SSPC works with pharmaceutical companies to research how pharmaceutical products are made, says Croker. “The aim of our research is to develop better ways of more effective medicines faster and more efficiently. Through our research we train postgraduate scientists and engineers with the skills they need to move to industry and continue improving the processes and products made there. SSPC works with over 25 pharmaceutical companies in Ireland and also has international links with companies in the UK, Europe and the US. To date, 200 students and postdoctorate researchers have emerged from SSPC and we have a 100 per cent employment rate with approximately 60 per cent of our trainees transitioning to industry.”

‘All about innovation’

“For us, the life sciences are all about innovation,” says Hynes. “And, as an industry, we have to be innovation-focused. We don’t see limitations with science; instead, we see the pace of change and development has gotten faster and faster. Takeda is moving into the area of cell therapy and gene therapy, and there are opportunities for innovation in that area, where we will continue to focus. Our role is to make sure products are accessible to patients, especially patients with rare diseases [who form a key focus of Takeda’s work in Ireland], and we work with health authorities all over the world.”

SSPC, meanwhile, works across a wide spectrum of public audiences – schools, teachers, the general public and senior citizens – to inform and educate society about the value of science and the pharma sector.

“More broadly speaking, the pharmaceutical sector globally is constantly developing new medicines to treat existing and emerging diseases for patients,” says Croker. “The industry is innovating to bring new types of treatments for targets such as cancer.
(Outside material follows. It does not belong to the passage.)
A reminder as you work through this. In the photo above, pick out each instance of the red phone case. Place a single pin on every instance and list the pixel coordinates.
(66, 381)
Ultimately, these innovations deliver new medicines which extend duration and quality of life for people all over the world. A case in point is the HIV epidemic, which has been virtually eliminated by access to modern medications.”

Both Hynes and Croker say identifying new medicines to help patients is a cornerstone of the life sciences industry. “With rare diseases, it is important that we can provide an accessible product to patients and that we innovate, research and develop to make it a commercial product for them. Our Dunboyne facility is innovative, flexible and able to make small batches. This is how the industry is moving and so it puts us at the cutting edge,” says Hynes.